Mit der Berufung der Ökonomin Veronika Grimm in ihren persönlichen Beraterkreis sendet Bundeswirtschaftsministerin Katherina Reiche ein deutliches Signal für eine marktliberale Wirtschaftslinie – eine Entscheidung, die sowohl inhaltlich zu hinterfragen ist als auch politisch für erhebliche Diskussionen innerhalb der Regierung sorgen dürfte: Frau Grimm befürwortet die Zurückhaltung des Staates selbst in Transformationsphasen und steht aufgrund ihrer Doppelfunktion im Sachverständigenrat zur Begutachtung der gesamtwirtschaftlichen Entwicklung und im Aufsichtsrat des börsennotierten Energiekonzerns Siemens Energy seit Langem in der Kritik. Der Konflikt zwischen wirtschaftlichen Interessen und unabhängiger wissenschaftlicher Arbeit ist hier vorprogrammiert.
„Wer sich freiwillig für eine Beraterin entscheidet, die auf der Gehaltsliste eines Energiekonzerns steht und sich öffentlich gegen gezielte Fördermaßnahmen wie dem sogenannten Social Leasing für Elektroautos für Haushalte mit geringem Einkommen argumentiert, sendet eine klare Botschaft: Sozialpolitische Aspekte spielen im Wirtschaftsministerium der CDU kaum eine Rolle, wirtschaftliche Verstrickungen werden ignoriert“, erklärt Julian Joswig, Wirtschaftswissenschaftler und Mitglied der Grünen Bundestagsfraktion im Ausschuss für Wirtschaft und Energie des Deutschen Bundestages. „In einer Zeit wachsender sozialer Spannungen ist das ein fatales Signal.“
Grimms Berufung steht im offenen Kontrast zur Linie von Finanzminister Klingbeil, der mit Jens Südekum einen ökonomischen Berater berufen hat, der einen klaren Fokus auf eine aktive, staatliche Industriepolitik und soziale Ausgleichsmechanismen legt. Hier prallen zwei diametral entgegengesetzte ökonomische Weltanschauungen innerhalb der Bundesregierung aufeinander – ohne erkennbare Abstimmung.

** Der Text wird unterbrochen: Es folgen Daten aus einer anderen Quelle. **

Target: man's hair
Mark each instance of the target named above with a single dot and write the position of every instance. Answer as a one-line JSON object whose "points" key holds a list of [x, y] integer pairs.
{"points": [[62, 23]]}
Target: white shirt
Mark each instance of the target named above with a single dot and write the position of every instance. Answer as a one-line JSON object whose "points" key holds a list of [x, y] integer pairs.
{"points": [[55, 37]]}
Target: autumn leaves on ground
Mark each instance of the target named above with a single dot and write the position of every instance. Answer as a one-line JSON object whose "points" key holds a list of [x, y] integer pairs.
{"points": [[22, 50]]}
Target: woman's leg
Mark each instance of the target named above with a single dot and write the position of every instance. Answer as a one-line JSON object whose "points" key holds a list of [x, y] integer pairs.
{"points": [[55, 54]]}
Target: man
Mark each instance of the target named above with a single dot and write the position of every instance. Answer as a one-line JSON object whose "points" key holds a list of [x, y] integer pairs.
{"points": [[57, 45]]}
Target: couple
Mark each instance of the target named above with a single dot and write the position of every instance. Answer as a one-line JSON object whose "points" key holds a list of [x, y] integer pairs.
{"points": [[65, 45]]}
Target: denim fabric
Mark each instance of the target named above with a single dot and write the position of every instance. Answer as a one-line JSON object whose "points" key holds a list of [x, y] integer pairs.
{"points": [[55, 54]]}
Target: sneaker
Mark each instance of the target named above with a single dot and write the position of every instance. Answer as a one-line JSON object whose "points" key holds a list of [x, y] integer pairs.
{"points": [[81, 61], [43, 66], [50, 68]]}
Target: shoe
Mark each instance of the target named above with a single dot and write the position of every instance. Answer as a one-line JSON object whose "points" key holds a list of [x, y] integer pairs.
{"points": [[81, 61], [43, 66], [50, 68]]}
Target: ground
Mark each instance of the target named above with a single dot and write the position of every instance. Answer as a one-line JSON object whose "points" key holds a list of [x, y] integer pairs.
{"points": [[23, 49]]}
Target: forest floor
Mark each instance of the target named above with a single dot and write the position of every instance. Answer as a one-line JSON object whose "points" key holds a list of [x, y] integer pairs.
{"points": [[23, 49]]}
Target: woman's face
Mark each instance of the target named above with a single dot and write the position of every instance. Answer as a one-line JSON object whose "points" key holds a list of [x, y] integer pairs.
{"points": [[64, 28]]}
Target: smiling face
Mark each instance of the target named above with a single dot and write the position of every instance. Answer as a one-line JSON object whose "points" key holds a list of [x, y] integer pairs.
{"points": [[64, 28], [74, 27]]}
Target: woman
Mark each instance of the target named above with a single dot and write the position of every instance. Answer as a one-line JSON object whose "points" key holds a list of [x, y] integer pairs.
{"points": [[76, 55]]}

Insgesamt müsse man sich die Frage stellen, welche Rolle der Sachverständigenrat mit seinen fünf „Wirtschaftsweisen“ noch spielt, wenn einzelne Bundesministerien sich ihre eigenen Beratergremien aufbauen. Neben Veronika Grimm hat Wirtschaftsministerin Reiche auch Volker Wieland und Justus Haucap als externe Berater in ihr Haus geholt, letzterer hatte sich in der Vergangenheit im Auftrag einer Lobbyorganisation kritisch gegenüber der Energiewende geäußert. „Die deutsche Wirtschaftspolitik darf nicht von Lobbyisten gelenkt werden, es braucht ein starkes, unabhängiges Beratergremium, das sich in seiner Mehrheit aus unabhängigen Stimmen der Wirtschaftswissenschaften zusammensetzt“, so Julian Joswig abschließend.